Wednesday, July 15, 2015

3's NOT ENOUGH

God, is that a joke!? Surely it must be! Only three fucking pounds since Monday? See this is just not fast enough for any gratification or feeling of success for me. If the fish ain't biting, I'm sure not going to sit and swat mosquitoes, are you? I believe most of the problem are the late night outings with my husband who loves to eat out. And again tonight...we are headed to the movies but dinner first! 

Today at work, I ate nothing. I did drink a pepsi(230 calories) but I ate nothing! I did get on the treadmill this morning before work as well...it's just so fucking hard and I'm not lazy...I'm just...impatient. 


Tuesday, July 14, 2015

Sabotage

Ok so I didn't get on the scale today. But I'm telling you, I'm being sabotaged! I do GREAT all day long and then I get home to a loving, sexy sweet husband who is ....READY TO GO OUT to EAT!!! Mexican two nights in a row...and besides that one meal of the day, I've done well. I will get on the scale tomorrow. 

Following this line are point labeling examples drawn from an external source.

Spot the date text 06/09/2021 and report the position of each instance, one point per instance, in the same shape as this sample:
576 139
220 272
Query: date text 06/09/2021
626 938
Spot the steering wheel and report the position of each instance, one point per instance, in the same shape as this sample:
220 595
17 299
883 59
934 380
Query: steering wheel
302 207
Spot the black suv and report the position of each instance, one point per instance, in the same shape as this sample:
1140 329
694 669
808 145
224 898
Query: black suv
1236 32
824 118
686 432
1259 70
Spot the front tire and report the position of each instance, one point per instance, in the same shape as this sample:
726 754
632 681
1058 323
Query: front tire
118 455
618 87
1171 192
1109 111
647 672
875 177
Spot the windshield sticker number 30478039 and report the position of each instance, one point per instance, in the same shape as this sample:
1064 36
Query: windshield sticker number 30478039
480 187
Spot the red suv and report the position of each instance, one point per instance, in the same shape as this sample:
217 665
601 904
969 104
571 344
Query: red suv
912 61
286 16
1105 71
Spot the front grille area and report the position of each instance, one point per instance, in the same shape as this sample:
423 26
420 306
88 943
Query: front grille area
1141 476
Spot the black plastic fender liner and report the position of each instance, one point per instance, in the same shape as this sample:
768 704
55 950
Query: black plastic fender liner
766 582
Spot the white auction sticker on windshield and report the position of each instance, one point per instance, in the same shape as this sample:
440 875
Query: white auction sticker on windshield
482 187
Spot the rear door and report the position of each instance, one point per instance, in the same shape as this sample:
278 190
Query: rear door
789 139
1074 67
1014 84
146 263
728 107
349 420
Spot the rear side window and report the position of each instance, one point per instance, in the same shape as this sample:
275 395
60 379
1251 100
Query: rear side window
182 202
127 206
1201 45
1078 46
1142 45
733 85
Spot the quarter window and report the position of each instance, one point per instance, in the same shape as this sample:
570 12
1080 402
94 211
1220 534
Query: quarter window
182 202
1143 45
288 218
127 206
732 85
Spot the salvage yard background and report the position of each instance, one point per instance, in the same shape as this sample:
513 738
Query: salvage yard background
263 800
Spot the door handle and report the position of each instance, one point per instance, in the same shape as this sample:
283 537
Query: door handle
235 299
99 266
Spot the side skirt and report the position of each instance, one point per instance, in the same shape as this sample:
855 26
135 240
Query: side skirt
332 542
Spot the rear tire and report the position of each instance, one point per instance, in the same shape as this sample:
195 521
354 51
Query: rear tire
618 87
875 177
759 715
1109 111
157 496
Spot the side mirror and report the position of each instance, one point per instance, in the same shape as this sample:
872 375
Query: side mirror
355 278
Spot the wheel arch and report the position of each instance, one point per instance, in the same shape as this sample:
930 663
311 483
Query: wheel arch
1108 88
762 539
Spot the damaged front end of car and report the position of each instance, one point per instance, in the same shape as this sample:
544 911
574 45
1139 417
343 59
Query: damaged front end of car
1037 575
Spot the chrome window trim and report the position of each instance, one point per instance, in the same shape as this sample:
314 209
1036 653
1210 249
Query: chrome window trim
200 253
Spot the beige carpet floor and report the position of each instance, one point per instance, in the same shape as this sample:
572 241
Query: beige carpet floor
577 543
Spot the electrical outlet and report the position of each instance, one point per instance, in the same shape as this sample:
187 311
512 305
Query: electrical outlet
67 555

I did get on the treadmill today for 30 minutes. Also took the doggies for a walk. They needed it as bad as I did. 

Steve(my neighbor) is such a blessing...he fixed the A/C in my little Beetle today. OMG I've been riding in a circular sauna for two months! OMG I'm in heaven now. We will see if it holds....because Keith...another saint...and my mechanic...noticed a small hole in the compressor which we sealed with JB Weld! So crossing my fingers this fixes the fliver! 

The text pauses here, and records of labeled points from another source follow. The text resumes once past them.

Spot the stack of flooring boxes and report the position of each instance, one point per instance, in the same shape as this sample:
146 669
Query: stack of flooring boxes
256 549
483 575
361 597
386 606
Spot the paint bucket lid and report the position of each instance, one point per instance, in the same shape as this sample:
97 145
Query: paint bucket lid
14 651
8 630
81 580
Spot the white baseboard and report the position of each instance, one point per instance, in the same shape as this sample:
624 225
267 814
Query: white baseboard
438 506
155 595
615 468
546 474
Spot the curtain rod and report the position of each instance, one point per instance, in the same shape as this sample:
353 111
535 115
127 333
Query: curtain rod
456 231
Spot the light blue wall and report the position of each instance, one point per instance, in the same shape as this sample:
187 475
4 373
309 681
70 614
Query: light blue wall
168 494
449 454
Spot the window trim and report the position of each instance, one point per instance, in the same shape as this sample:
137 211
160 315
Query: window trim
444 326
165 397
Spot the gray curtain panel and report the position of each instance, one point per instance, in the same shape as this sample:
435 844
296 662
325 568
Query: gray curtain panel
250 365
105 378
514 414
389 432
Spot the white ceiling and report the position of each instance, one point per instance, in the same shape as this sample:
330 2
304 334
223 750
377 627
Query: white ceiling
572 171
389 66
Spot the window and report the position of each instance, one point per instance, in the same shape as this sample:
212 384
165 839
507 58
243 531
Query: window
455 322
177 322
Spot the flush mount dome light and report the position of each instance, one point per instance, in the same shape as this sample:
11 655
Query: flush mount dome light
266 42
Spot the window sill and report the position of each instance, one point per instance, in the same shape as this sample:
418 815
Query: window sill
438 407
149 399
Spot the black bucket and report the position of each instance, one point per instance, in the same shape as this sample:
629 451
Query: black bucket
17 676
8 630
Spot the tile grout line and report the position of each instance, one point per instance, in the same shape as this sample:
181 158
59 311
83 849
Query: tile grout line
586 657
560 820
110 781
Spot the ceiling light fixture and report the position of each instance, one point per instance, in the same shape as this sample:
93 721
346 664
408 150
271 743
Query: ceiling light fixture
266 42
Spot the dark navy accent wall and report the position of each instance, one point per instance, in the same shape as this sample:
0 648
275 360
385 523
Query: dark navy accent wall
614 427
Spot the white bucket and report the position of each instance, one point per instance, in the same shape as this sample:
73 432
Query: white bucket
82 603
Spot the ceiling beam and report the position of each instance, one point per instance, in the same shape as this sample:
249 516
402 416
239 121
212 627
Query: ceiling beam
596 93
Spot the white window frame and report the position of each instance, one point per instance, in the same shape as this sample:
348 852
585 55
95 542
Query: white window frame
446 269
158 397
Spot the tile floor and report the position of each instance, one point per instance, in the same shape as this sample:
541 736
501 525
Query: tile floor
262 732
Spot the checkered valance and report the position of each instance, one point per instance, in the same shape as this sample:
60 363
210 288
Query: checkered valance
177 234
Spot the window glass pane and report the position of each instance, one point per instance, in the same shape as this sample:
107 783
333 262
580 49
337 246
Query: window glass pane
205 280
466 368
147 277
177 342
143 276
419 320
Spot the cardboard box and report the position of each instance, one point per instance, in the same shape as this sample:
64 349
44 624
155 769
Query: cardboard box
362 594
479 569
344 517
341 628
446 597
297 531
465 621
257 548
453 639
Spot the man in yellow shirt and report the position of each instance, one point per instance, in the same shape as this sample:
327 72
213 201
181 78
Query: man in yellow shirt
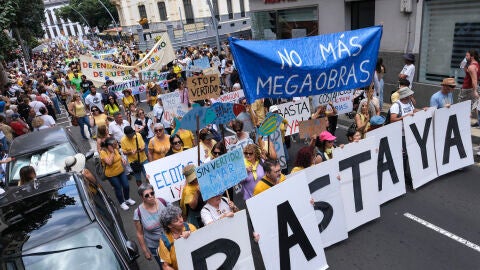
133 147
273 176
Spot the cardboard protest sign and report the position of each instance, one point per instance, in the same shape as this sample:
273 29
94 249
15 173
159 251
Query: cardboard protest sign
312 127
96 69
224 172
166 174
419 140
325 190
224 244
453 137
307 66
358 180
288 228
231 97
172 103
342 100
389 161
295 112
203 87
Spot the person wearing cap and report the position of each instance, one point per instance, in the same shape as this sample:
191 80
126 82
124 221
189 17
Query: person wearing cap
408 71
133 146
191 201
444 97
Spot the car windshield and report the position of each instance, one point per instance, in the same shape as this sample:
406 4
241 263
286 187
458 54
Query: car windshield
89 250
46 161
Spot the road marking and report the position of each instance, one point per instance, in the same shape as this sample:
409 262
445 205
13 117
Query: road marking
444 232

Ok I'm dead ...gotta go to bed. I'm going to read...working on a killer screenplay with my dude Kevin(the best writer of all time...no seriously he is). I am coming back full force next week if I can just get myself back in the mix. 

Sunday, July 12, 2015

WTF Girl!?

WTF has happened? Yup I have ballooned back up to the almost 300 mark! Having lost 100 pounds three different times in my life, this is a bit of a discouragement. Hell, it makes me want to jump off the highest bridge, but don't worry...I'm not...I'm scared of heights! But seriously, how does a girl yoyo for her whole life? This post is going to be short because it's nearing 11 and unlike you skinny people out there that can just jump in bed and go to sleep, I toss and turn, trying to keep my spine aligned just right as to not pinch a nerve. So maybe the weight thing didn't cause my problems but right now, and I'm really not being negative but this is a list for ya:
  • Depression and fatigue
  • Crippling back pain/two bulging discs
  • Falling arches and plantar fascitis 
  • Fibromyalgia
  • Chronic headaches
I guess I am just blessed to not have gotten the fat people disease list going on yet...diabetes, high blood pressure etc etc. So this will be my diary ...my rant...my bitch for the day whatever you wanna call it. And I'll keep up with eats and exercises best I can daily too. Today I ate all day and didn't exercise a bit except on the way to the car to get breakfast, lunch and dinner! Tomorrow the game is on though! Ugh. Fuck it.